Dans les affaires Laval et Viking, la Cour de justice européenne (CJE) a conforté la supériorité des libertés économiques par rapport aux droits sociaux fondamentaux et imposé des restrictions considérables à l’exercice du droit à la négociation et à l’action collectives. Ces arrêts contestent aux syndicats non seulement le principe d’égalité des armes vis-à-vis des entreprises européennes mais violent également les droits fondamentaux tels qu’inscrits dans les constitutions et réglementations nationales, dans l’Art. 28 de la Charte des Droits fondamentaux et dans de nombreux instruments juridiques internationaux.

La CES insiste auprès des autorités européennes pour qu’elles confirment que l’UE n’est pas seulement un projet économique mais que son principal objectif est l’amélioration des conditions de vie et de travail de ses populations et que la notion de progrès social est d’une importance fondamentale pour garantir le soutien des citoyens et des travailleurs au projet européen. La CES demande instamment une Clause de progrès social dans les Traités de l’UE afin d’insister sur ce point.


{{LES CONSÉQUENCES DES ARRÊTS LAVAL ET VIKING}}

Les actions collectives en tant que telles ne sont pas illégales. La Cour de justice européenne reconnaît bien le droit à l’action collective comme un droit fondamental qui fait partie intégrante des principes généraux de la loi de l’Union. La Cour soumet toutefois l’exercice de ce droit à des restrictions importantes.

L’impact des arrêts variera en fonction de la politique syndicale et des limites nationales légales à l’action collective. De façon générale, les syndicats pourraient maintenant hésiter avant de passer à l’action en particulier dans les États membres où un employeur peut préventivement demander à un juge d’interdire une action collective.
Les arrêts de la CJE sont seulement applicables si l’action collective peut être caractérisée comme ayant des conséquences transnationales. Les conflits sociaux se présentant dans un contexte purement national ne devraient en principe pas être affectés par ces jugements. Mais comment déterminer encore quand un cas est purement national ? Cette question sera sans nul doute source de litiges dans toute l’Union.

Dans l’affaire Laval, la Cour a décidé que la Directive sur le détachement des travailleurs n’autorise pas les actions collectives cherchant à imposer des conditions de travail qui n’ont pas été fixées à l’avance suivant une des méthodes décrites dans la Directive (loi, convention collective universellement ou généralement applicable). En outre, les actions collectives ne doivent pas chercher à introduire des questions qui ne sont pas explicitement énumérées dans l’Article 3.1 de la Directive sur le détachement des travailleurs.

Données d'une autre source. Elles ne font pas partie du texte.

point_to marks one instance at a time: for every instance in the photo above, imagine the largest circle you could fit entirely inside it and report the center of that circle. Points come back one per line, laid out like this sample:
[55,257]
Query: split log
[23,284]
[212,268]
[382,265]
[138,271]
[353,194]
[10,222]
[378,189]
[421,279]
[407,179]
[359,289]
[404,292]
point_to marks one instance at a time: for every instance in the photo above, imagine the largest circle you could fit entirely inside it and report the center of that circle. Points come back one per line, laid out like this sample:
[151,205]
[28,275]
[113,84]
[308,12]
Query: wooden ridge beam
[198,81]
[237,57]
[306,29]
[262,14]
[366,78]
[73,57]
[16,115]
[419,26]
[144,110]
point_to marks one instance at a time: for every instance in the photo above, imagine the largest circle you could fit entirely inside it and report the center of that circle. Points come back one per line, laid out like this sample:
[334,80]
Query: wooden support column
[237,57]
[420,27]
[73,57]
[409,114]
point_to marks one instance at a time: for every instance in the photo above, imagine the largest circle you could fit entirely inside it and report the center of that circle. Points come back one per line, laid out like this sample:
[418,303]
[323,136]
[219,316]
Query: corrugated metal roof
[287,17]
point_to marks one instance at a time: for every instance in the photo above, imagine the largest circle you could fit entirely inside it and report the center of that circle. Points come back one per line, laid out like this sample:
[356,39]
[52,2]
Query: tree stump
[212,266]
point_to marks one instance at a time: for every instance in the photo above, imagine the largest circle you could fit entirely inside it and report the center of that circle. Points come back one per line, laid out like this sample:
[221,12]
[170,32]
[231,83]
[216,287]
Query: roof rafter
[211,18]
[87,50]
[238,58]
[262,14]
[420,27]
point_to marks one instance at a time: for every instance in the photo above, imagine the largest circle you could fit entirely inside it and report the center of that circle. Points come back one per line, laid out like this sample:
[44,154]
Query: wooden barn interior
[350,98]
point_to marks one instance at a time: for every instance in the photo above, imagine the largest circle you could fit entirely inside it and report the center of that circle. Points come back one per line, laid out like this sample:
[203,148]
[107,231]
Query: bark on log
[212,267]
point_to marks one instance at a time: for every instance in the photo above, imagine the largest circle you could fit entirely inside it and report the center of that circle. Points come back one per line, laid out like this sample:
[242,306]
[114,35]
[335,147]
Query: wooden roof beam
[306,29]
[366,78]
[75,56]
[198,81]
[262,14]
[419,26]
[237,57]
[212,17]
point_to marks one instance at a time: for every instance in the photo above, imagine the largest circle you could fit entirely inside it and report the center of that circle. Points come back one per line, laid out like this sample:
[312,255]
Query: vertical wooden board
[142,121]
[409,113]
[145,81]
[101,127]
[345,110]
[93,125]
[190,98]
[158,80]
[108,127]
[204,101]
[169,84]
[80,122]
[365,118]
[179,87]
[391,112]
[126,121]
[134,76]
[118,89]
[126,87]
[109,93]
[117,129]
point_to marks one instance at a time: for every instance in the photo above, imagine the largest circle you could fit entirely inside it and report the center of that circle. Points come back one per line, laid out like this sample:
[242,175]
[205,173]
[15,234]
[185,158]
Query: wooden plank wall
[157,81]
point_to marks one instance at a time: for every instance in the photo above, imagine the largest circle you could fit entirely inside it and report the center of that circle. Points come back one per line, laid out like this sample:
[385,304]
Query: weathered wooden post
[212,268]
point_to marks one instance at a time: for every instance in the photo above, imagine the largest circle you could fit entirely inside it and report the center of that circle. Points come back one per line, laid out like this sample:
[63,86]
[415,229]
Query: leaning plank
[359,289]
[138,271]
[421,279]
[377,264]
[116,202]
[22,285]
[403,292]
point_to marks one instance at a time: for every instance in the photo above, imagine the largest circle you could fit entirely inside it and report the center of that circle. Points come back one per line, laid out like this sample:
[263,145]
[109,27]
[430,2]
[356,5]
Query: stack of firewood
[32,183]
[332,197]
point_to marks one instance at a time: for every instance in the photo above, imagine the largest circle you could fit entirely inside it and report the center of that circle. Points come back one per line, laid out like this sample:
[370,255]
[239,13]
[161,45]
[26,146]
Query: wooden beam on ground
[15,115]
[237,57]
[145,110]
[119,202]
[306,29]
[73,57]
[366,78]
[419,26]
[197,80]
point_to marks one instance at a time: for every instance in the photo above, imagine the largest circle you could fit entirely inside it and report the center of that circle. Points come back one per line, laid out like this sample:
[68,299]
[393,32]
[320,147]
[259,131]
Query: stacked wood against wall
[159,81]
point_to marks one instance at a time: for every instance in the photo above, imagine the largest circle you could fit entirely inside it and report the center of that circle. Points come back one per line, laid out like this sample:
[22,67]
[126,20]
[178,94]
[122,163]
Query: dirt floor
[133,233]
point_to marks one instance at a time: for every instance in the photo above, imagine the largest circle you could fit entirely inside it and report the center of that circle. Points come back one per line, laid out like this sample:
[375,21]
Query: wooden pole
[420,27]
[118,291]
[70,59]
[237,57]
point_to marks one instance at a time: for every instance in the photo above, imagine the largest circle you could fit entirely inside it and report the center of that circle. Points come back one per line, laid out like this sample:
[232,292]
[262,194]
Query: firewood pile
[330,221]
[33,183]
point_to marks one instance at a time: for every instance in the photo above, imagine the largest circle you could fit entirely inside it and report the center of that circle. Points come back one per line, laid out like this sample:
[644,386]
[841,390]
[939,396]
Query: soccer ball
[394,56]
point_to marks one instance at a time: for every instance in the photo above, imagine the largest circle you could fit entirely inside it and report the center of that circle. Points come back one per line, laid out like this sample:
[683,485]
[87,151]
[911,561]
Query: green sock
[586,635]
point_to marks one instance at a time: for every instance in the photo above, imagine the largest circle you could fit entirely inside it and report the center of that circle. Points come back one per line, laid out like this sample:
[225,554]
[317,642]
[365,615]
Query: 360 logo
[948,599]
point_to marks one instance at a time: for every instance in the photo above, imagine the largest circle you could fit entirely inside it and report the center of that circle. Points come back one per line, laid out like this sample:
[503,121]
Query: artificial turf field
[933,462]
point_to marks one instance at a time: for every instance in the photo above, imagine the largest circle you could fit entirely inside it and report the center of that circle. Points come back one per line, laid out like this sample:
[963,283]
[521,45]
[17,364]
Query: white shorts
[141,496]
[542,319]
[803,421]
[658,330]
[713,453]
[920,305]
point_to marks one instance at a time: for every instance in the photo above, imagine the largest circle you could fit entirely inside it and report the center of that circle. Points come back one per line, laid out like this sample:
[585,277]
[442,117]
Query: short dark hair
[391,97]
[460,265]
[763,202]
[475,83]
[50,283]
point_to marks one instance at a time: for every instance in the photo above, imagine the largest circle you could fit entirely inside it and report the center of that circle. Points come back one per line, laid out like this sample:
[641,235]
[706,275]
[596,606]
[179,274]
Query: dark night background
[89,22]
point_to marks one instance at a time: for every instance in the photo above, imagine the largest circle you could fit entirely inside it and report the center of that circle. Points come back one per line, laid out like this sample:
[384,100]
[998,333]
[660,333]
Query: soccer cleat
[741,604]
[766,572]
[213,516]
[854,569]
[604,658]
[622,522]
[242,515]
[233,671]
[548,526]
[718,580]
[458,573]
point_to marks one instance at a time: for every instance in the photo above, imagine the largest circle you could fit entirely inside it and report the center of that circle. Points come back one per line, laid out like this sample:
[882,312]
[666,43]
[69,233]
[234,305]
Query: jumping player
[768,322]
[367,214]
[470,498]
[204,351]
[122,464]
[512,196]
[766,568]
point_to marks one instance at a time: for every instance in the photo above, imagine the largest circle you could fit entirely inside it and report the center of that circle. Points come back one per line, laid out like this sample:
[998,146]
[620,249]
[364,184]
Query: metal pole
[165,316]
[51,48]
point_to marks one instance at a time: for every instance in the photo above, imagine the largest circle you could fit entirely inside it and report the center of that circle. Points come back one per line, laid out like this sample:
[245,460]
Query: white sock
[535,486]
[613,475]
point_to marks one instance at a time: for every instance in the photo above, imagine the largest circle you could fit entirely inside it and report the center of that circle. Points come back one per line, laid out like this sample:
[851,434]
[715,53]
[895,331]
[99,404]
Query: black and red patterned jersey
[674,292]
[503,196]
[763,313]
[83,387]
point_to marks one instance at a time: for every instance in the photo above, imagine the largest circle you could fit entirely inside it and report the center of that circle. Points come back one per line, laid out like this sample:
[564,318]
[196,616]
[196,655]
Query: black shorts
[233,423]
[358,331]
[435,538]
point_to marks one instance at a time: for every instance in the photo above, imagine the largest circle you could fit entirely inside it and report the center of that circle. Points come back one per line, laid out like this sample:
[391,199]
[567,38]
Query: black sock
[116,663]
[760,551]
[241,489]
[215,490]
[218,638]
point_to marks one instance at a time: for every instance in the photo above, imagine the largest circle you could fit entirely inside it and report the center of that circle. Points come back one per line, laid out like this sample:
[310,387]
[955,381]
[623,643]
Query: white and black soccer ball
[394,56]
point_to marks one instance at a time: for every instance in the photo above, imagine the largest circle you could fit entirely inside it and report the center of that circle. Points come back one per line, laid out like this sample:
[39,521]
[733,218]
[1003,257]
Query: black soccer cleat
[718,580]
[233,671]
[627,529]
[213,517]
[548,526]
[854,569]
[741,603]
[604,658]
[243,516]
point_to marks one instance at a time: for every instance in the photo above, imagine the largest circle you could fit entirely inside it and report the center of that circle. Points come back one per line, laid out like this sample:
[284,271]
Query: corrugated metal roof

Si une action collective tombe en dehors du cadre de la Directive sur le détachement des travailleurs, elle doit être justifiée au cas par cas. Le juge national déterminera alors si l’action collective poursuit un objectif légitime compatible avec les traités européens, si elle est pertinente pour parvenir à cet objectif et ne va pas au-delà de ce qui est nécessaire.

Dans l’arrêt Viking, la Cour a décidé qu’un juge national doit faire le test suivant :

- Premièrement, il doit être établi que « les emplois ou les conditions de travail en cause sont mis en péril ou gravement menacés » ;

- Deuxièmement, même si l’action collective s’inscrit dans cette étroite marge de recevabilité, les tribunaux doivent s’assurer de ce que l’action collective est pertinente et ne va pas au-delà de ce qui est nécessaire pour atteindre son objectif.

Pour établir ce qui est nécessaire pour y arriver, le juge estimera si le syndicat a épuisé tous les autres moyens de règlement du litige qui entraînent moins de restrictions à la liberté d’établissement.

{{Une action collective peut en somme être reconnue comme une limitation autorisée aux droits des entreprises à s’établir dans l’Union mais uniquement dans des circonstances strictement définies. Il résulte de ces arrêts une considérable insécurité. Les syndicats dans toute l’Europe en sont réduits à imaginer ce qu’est ou n’est pas une action « proportionnée ». Un tribunal définira sans doute la « proportionnalité » suivant le contexte de chaque affaire, créant ainsi une incertitude intolérable pour les syndicats impliqués dans pratiquement tous les cas de mouvements sociaux relatifs à la migration ou à la liberté de circulation, matières donnant lieu à un nombre grandissant de conflits alors que l’Europe cherche à intégrer les marchés du travail et des services.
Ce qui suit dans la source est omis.